Pointer to function returning pointer to function returning...
Quote:
>[How do I declare a function such that this is legal?]
> P = P();
Ah, the recursive-function-type question. (Not quite frequent enough for the
FAQ.) I can think of two "clean" solutions, both of which require you to
modify your statement a bit.%
[0] Use the "wrong" type, and cast it. Here "funcp" can be any function
pointer type (it's going to be used as a generic, and never called); I prefer
to use "void (*)(void)", which in a sense is the simplest. Adding a second
typedef for the step-type, func_T (*)(void), may make this look nicer.

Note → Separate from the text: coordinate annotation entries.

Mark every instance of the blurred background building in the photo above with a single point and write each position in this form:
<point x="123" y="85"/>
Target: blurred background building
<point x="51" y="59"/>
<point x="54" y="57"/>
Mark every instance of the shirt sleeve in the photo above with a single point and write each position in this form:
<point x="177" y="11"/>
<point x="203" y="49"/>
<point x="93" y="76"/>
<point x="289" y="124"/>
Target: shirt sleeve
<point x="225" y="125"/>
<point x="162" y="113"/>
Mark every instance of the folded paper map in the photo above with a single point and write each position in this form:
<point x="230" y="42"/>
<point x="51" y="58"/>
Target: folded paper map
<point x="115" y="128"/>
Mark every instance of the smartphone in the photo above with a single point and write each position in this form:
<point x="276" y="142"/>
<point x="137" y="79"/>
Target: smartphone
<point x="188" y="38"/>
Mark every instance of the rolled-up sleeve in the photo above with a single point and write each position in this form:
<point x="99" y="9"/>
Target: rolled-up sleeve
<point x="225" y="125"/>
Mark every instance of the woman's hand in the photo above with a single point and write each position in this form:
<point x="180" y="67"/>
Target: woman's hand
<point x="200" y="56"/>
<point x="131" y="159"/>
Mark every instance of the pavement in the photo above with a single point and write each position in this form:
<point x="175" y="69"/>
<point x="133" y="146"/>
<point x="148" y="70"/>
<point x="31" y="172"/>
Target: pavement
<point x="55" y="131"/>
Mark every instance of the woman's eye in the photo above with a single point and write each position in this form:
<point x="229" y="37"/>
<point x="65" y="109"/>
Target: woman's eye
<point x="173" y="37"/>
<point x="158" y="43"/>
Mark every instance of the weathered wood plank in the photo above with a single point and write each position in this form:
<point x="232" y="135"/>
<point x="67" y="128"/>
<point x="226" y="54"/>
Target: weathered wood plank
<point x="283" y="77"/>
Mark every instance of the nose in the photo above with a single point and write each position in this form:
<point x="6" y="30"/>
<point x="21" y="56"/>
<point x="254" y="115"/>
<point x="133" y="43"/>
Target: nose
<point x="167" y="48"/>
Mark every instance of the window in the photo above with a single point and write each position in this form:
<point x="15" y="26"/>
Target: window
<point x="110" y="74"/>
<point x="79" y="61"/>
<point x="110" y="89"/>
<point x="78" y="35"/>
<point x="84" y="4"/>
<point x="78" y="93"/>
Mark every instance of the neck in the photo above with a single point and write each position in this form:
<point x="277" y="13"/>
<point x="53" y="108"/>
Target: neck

typedef void (*func_T)(void);
func_T (*P)(void);
func_T f(void) { ... return (func_T)f; }
for (P=f; P != (func_T (*)(void))0; P = (func_T (*)(void))(*P)());
[1] Create a recursive type using a one-element struct. This works because
you *can* define a structure type recursively. You may want to check whether
your compiler produces efficient code for this.
typedef struct step_T step_T;
struct step_T { step_T (*fn)(void); };
step_T (*P)(void);
step_T f(void) { step_T st; ... st.fn = f; return st; }
for (P=f; P != (step_T (*)(void))0; P = (*P)().fn);
Take your pick.
________
% Also, even though "P()" is a legal way to call through a function pointer in
ANSI C, I'm rewriting it as "(*P)()", partly to make it easier to port to
pre-ANSI compilers (you'll also have to remove the prototypes, of course),
and partly because many of us think that maintaining a syntactic distinction
between functions and function pointers is worth more than the three source
symbols per call that you save by doing it the other way.